It's rather long, but I'll give a couple of quotes I think are relevant.

Omitting the motivations and historical connections, and also the
detailed calculations, I state succinctly the principles that determine
the relativistic idealization of a GPS system. These determine the
results that Ashby presents in his tutorial.
A method for making sure that the relativity effects are specified correctly
(according to Einstein’s General Relativity) can be described rather briefly.
It agrees with Ashby’s approach but omits all discussion of how, historically
or logically, this viewpoint was developed. It also omits all the detailed
calculations. It is merely a statement of principles.
One first banishes the idea of an “observer”. This idea aided Einstein
in building special relativity but it is confusing and ambiguous in general
relativity. Instead one divides the theoretical landscape into two categories.
One category is the mathematical/conceptual model of whatever is happen-
ing that merits our attention. The other category is measuring instruments
and the data tables they provide.

TL/DR. We divide GR into two parts, a conceptual model and physical measurements

The conceptual model for a relativistic system is a spacetime map or
diagram plus some rules for its interpretation. For GPS the attached Figure
is a simplified version of the map. The real spacetime map is a computer
program that assigns map locations xyzt to a variety of events.
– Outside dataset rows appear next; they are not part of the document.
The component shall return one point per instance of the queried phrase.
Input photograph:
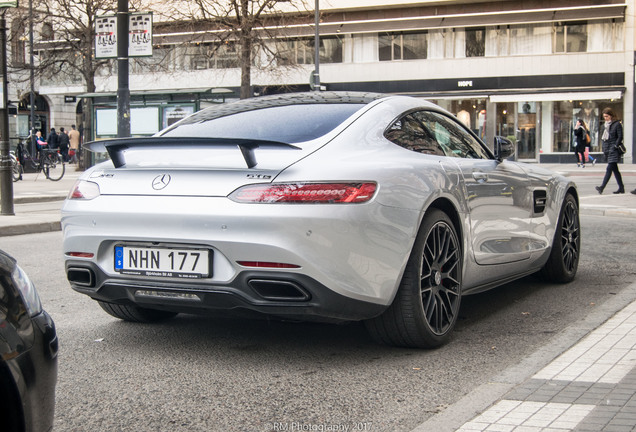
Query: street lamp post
(315, 79)
(123, 89)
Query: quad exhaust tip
(277, 290)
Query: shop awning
(209, 92)
(560, 96)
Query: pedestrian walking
(53, 140)
(74, 139)
(64, 144)
(612, 137)
(579, 143)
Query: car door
(497, 193)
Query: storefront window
(570, 37)
(402, 46)
(475, 42)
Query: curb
(33, 228)
(487, 394)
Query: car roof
(269, 101)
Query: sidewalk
(590, 387)
(36, 203)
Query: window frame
(468, 138)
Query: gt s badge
(161, 181)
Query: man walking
(53, 140)
(64, 143)
(74, 138)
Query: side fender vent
(539, 200)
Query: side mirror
(504, 148)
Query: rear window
(288, 124)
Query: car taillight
(306, 193)
(84, 190)
(264, 264)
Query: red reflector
(262, 264)
(81, 254)
(312, 193)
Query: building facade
(522, 69)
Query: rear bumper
(283, 294)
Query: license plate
(162, 262)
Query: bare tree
(251, 24)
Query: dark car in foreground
(317, 206)
(28, 354)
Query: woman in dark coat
(579, 143)
(612, 136)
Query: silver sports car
(315, 206)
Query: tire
(135, 313)
(563, 262)
(425, 309)
(53, 166)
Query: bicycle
(49, 161)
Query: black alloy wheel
(563, 261)
(425, 309)
(439, 280)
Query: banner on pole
(106, 37)
(139, 36)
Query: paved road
(228, 374)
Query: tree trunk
(246, 65)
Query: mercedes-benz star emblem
(161, 181)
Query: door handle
(480, 177)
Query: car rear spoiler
(116, 147)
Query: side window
(413, 133)
(433, 133)
(455, 140)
Tl/dr. The conceptual model says that coordinate are just labels that we use to describe events in space-time.

Misner also discusses the measuring instruments. However, I won't quote that part, because understanding it properly rquies first that one realize the difference between coordinate time and proper time, which is the point ujnder discussion.
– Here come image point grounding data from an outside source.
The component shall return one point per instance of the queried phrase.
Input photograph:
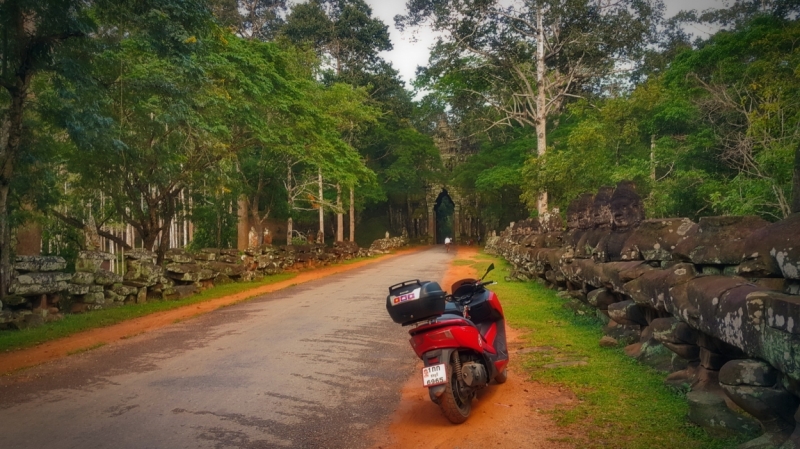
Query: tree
(534, 57)
(250, 19)
(343, 33)
(31, 32)
(744, 85)
(159, 115)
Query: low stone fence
(714, 303)
(40, 290)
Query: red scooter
(461, 338)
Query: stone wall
(41, 290)
(714, 303)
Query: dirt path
(503, 416)
(24, 358)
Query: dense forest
(165, 123)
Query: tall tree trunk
(243, 228)
(796, 182)
(653, 159)
(321, 235)
(339, 214)
(352, 215)
(10, 140)
(541, 104)
(5, 245)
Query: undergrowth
(620, 402)
(74, 323)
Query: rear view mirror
(491, 267)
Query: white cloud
(411, 51)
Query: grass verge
(72, 324)
(620, 402)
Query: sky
(407, 55)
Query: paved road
(315, 365)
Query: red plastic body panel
(449, 336)
(459, 333)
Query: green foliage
(73, 324)
(610, 388)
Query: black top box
(412, 301)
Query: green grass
(620, 402)
(74, 323)
(86, 349)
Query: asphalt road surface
(317, 365)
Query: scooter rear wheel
(455, 405)
(501, 377)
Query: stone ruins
(715, 303)
(42, 291)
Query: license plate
(434, 375)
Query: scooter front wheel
(455, 403)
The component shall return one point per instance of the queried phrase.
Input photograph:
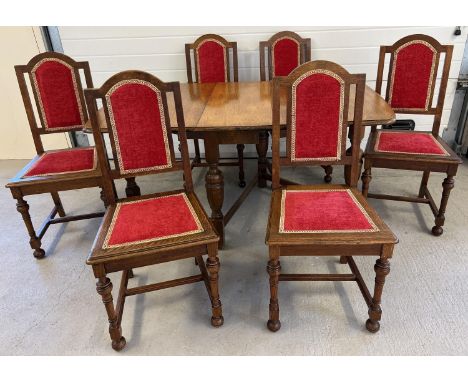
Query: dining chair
(211, 55)
(322, 220)
(410, 88)
(152, 229)
(55, 83)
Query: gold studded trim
(64, 172)
(224, 58)
(377, 142)
(359, 205)
(431, 77)
(273, 52)
(122, 168)
(39, 97)
(116, 214)
(293, 117)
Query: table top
(247, 106)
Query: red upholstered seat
(286, 56)
(408, 143)
(63, 162)
(322, 211)
(152, 219)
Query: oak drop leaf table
(240, 113)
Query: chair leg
(23, 208)
(423, 185)
(212, 265)
(58, 203)
(447, 185)
(382, 269)
(274, 268)
(240, 158)
(197, 151)
(132, 188)
(366, 178)
(328, 173)
(104, 288)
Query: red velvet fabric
(408, 142)
(413, 70)
(63, 161)
(58, 96)
(137, 116)
(317, 117)
(152, 219)
(323, 211)
(211, 61)
(286, 56)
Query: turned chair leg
(366, 178)
(132, 188)
(274, 268)
(422, 187)
(104, 288)
(382, 269)
(447, 185)
(240, 158)
(23, 208)
(328, 173)
(212, 265)
(58, 203)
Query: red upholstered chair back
(286, 51)
(211, 56)
(138, 120)
(412, 75)
(317, 103)
(56, 86)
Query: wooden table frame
(233, 113)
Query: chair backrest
(318, 95)
(412, 74)
(56, 86)
(211, 56)
(135, 106)
(286, 51)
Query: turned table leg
(23, 208)
(262, 149)
(274, 268)
(104, 288)
(447, 185)
(214, 183)
(212, 265)
(382, 269)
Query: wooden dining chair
(322, 220)
(212, 64)
(285, 51)
(412, 73)
(144, 230)
(54, 80)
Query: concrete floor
(50, 306)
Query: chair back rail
(206, 50)
(303, 46)
(310, 84)
(420, 55)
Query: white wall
(18, 45)
(160, 50)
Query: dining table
(241, 113)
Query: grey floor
(50, 306)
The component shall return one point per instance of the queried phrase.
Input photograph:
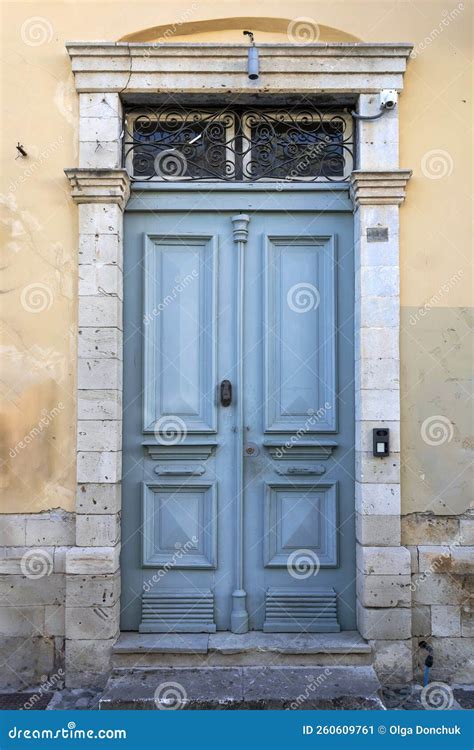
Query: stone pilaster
(92, 566)
(383, 566)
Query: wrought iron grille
(286, 145)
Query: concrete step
(257, 688)
(147, 651)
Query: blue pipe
(426, 676)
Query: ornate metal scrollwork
(285, 145)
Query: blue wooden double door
(238, 489)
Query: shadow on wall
(300, 30)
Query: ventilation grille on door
(170, 611)
(302, 611)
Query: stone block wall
(442, 587)
(32, 596)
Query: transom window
(286, 145)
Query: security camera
(388, 99)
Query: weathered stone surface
(54, 620)
(376, 342)
(454, 662)
(88, 662)
(377, 499)
(100, 218)
(13, 530)
(445, 620)
(93, 560)
(93, 591)
(19, 590)
(421, 620)
(98, 498)
(368, 468)
(99, 467)
(21, 621)
(383, 560)
(378, 531)
(428, 529)
(246, 687)
(26, 661)
(100, 248)
(11, 558)
(393, 661)
(432, 588)
(92, 623)
(384, 624)
(49, 529)
(98, 530)
(443, 559)
(467, 621)
(97, 374)
(462, 560)
(363, 432)
(99, 404)
(162, 643)
(372, 404)
(466, 531)
(99, 435)
(415, 568)
(101, 310)
(99, 343)
(384, 591)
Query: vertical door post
(239, 617)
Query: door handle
(226, 393)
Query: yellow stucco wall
(38, 219)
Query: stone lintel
(99, 185)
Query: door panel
(179, 329)
(299, 332)
(181, 525)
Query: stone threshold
(254, 648)
(248, 688)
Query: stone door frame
(108, 74)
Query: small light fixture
(252, 62)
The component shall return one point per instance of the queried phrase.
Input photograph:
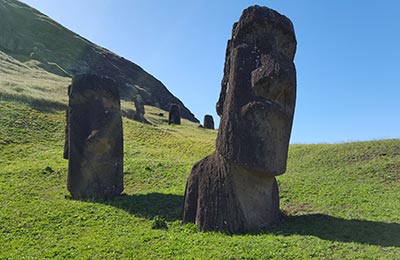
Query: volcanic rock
(235, 188)
(174, 116)
(95, 167)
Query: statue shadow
(150, 205)
(342, 230)
(169, 207)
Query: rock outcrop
(235, 188)
(95, 140)
(174, 117)
(208, 122)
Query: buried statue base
(226, 197)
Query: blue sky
(347, 57)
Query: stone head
(258, 91)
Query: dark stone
(208, 122)
(66, 142)
(139, 109)
(95, 168)
(174, 116)
(235, 188)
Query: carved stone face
(258, 92)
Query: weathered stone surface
(174, 116)
(208, 122)
(235, 188)
(139, 110)
(95, 168)
(66, 143)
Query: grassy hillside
(342, 201)
(30, 39)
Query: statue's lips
(264, 106)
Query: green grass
(342, 200)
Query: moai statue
(235, 188)
(95, 138)
(66, 142)
(139, 107)
(208, 122)
(174, 115)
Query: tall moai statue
(208, 122)
(174, 116)
(235, 188)
(66, 142)
(95, 140)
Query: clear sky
(348, 71)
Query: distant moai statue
(235, 188)
(209, 122)
(95, 167)
(174, 115)
(66, 142)
(139, 107)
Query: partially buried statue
(94, 144)
(235, 188)
(174, 116)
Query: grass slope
(342, 200)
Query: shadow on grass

Misner proceeds to give an approximate metric of the space-time of the Earth as an example of a particular instance of the conceptual model.
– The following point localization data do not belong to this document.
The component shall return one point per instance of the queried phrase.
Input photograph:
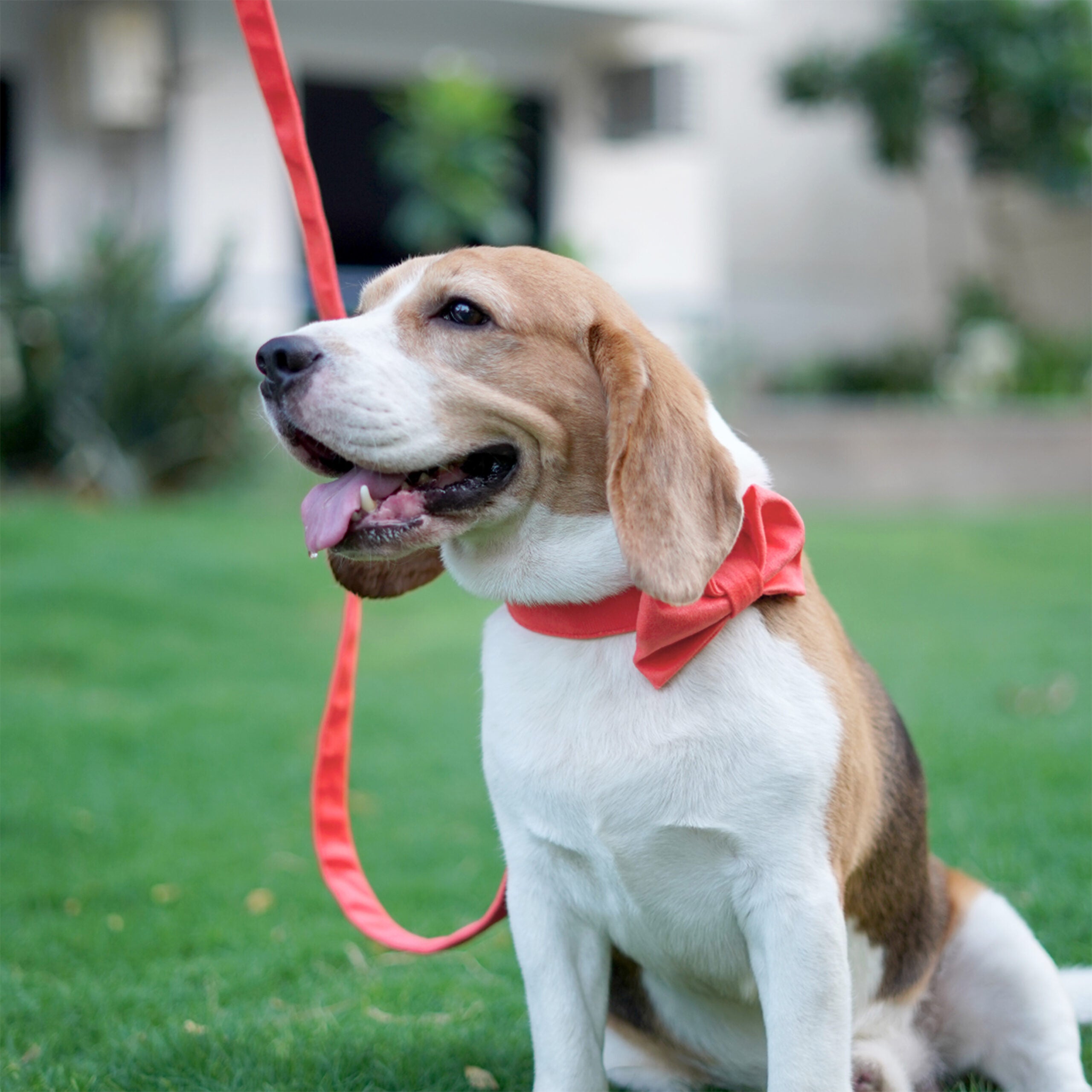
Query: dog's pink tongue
(328, 509)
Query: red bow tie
(766, 561)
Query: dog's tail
(1078, 984)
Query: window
(645, 101)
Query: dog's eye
(465, 313)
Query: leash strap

dτ^2 = [1 + 2(V − Φ0)/c^2]dt^2 − [1 − 2V /c^2](dx2 + dy2 + dz2)/c^2

Misner points out that this metric is a conceptual model. The purpose of this model is to provide labels (coordinates) for events. The events are physical. The coordinates are just labels. The map is not the territory. If we say "the destination is at square A4 of the map", the destination is physical, the reference to grid "A4" on the map is a map reference, it's not physical. Some different map from a different atlas might assign different labels to the same destination.

The following quote from Misner is of particular relevance - it basically says the same thing everyone else has been trying to tell the OP.

The constant Φ0 is chosen so that a standard SI clock “on the geoid” (e.g.,
USNO were it at sea level) would give, inserting its world line x(t), y(t), z(t)
into equation (1), just dτ = dt where dτ is the physical proper time reading
of the clock.

The direct statement isn't perhaps clear, until one realizes the implications. Namely, a clock that is NOT on the geoid does not keep proper time.

A quote from Wiki, says the same thing:

wiki said:
In the 1970s, it became clear that the clocks participating in TAI were ticking at different rates due to gravitational time dilation, and the combined TAI scale, therefore, corresponded to an average of the altitudes of the various clocks. Starting from the Julian Date 2443144.5 (1 January 1977 00:00:00), corrections were applied to the output of all participating clocks, so that TAI would correspond to proper time at the geoid (mean sea level).

This gives an example of the difference between coordinate time and proper time in the context of a simple and hopefully familiar example of GR - namely, time on the surface of the Earth.

So - a quick recap.

Coordinates are just labels, they don't have physical significance.
Proper time does have physical significance. Proper time is NOT the same as coordinate time - on the Earth, as an example, the two are the same for clocks at sea level, but any clock other than sea level will have a proper time ##d\tau## that is different from the coordinate time ##dt##. Thus it is important to know which one is talking about - the physical clock, that keeps proper time, or the coordinate clock, which does not necessarily keep coordinate time, depending on it's location (specifically, it's height above sea level).